Is this a bubble or is this real? Will people fill all these buildings? Steven Rattner, founding principle of New York-based Quadrangle Group, asked in an interview with Reuters this week at the Super Return Middle East conference.

David Bonderman, co-founder of Texas Pacific Group, offered his own cautionary view about jumping into fast developing regions, especially places like the Middle East where long-term relationships are so important.

It's all about knowing the culture, he said, telling a story about managers of a Chinese company his firm invested in, who, after the deal closed, started a new business with the same name across the street.

Economic growth in the Gulf Arab region is staggering, growing at more than 10 percent annually in some areas thanks in part to rising oil prices.

The extreme example of this growth is in Dubai, home to more than one million people and one of the seven emirates comprising the United Arab Emirates.

For private equity firms, Dubai is a place that both symbolizes the region's potential to boost investment returns, and its potential to sink them if there is not enough demand for the many construction projects underway.

CONSTRUCTION BOOM

Bumper to bumper traffic begins just after sunrise and remains constant throughout the day. The construction boom can best be seen on Sheik Zayed Road, which follows the coastline and cuts through the clusters of skyscrapers under construction.

On one side, the tallest building in the world is being built. On the other, the world's only seven-star hotel is in view, its round helipad perched above the beach.

By one estimate, around 17 percent of the world's construction cranes are here in this relatively small, arid slice of land hugging the Arabian Sea.

The emirate and all its luxuries has not only attracted tourists and high rollers, but corporate deal makers too.

Middle East merger and acquisition activity, while rising, is a tiny sliver of global M&A volume.

The region has 291 deals so far this year worth $38.75 billion, according to Dealogic, up from 125 deals worth $10.1 billion four years ago.

By comparison, North Asia has seen 4,836 deals this year worth $245.8 billion, with North America tallying 8,674 deals on $1.8 trillion of volume, according to Dealogic.

Bolstered by cheap and easy debt, U.S. private equity firms changed the corporate landscapes at home and in Europe in the last two years, doing more than $1 trillion worth of leveraged buyouts and taking big public companies such as Hilton Hotels into private ownership.

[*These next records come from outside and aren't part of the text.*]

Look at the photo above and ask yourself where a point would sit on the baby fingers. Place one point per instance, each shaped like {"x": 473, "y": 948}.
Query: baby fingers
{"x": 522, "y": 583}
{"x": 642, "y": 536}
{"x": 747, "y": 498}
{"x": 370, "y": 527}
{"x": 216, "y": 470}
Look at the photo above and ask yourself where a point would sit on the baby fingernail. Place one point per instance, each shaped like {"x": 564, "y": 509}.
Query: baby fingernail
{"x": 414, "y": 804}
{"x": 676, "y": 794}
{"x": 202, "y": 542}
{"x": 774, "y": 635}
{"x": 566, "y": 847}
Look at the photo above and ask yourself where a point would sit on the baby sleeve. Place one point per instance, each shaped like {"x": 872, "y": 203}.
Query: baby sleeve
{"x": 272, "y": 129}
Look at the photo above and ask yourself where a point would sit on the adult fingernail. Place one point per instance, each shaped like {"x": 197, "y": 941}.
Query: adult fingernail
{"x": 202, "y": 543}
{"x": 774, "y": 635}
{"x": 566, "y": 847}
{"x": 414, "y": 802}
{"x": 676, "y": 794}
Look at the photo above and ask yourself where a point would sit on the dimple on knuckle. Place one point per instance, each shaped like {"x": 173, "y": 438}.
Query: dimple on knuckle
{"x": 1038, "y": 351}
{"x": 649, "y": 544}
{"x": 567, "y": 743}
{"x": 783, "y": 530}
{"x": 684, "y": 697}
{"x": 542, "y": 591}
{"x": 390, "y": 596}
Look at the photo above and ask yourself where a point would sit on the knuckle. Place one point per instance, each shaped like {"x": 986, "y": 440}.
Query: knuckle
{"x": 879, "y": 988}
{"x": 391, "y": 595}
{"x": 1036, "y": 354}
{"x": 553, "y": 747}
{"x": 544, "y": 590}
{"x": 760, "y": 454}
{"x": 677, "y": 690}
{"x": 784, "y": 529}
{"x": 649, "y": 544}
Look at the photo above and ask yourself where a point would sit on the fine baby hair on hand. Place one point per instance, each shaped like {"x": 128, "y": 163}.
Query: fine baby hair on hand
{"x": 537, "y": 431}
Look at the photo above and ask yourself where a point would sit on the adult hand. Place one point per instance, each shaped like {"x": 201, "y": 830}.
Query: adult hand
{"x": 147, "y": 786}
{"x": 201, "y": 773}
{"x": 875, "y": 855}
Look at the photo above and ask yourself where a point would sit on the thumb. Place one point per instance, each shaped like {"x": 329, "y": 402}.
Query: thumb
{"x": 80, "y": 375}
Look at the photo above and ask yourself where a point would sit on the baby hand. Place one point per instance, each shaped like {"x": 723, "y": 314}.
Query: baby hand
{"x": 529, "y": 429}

With the credit crunch hitting the U.S. economy, now some firms are looking to partner with some of their Gulf Arab institutional investors on deals in the region. Some statistics show that the time may be right.

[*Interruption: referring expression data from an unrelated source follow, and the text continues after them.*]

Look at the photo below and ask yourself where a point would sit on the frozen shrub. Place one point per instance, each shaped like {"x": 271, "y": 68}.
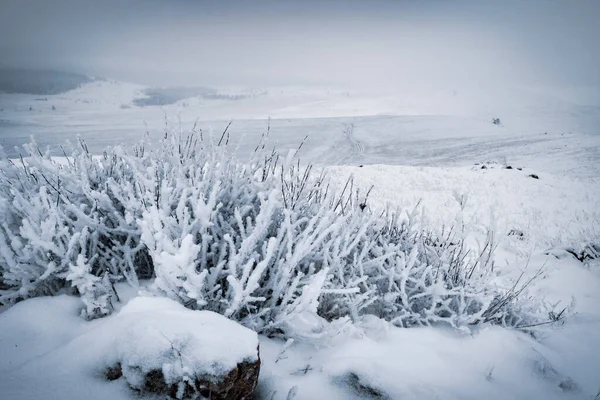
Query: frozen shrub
{"x": 261, "y": 242}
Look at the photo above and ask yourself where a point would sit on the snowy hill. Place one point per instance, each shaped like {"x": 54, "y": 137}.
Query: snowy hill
{"x": 533, "y": 181}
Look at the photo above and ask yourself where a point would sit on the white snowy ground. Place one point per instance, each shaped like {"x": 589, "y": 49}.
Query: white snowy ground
{"x": 425, "y": 148}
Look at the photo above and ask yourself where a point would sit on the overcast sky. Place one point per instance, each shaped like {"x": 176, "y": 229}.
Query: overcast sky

Within the Gulf Cooperation Council (GCC), more than 90 per cent of all commercial activity is estimated to be controlled by family-owned firms, according to a joint report by Dow Jones and Ithmar Capital. These firms number over 5,000, hold combined assets of more than $500 billion, and employ 70 per cent of the workforce, the report says.

That statistic is a good sign for private equity firms, which historically have bought family-owned companies. The report says GCC private equity fundraising reached $10 billion in 2006.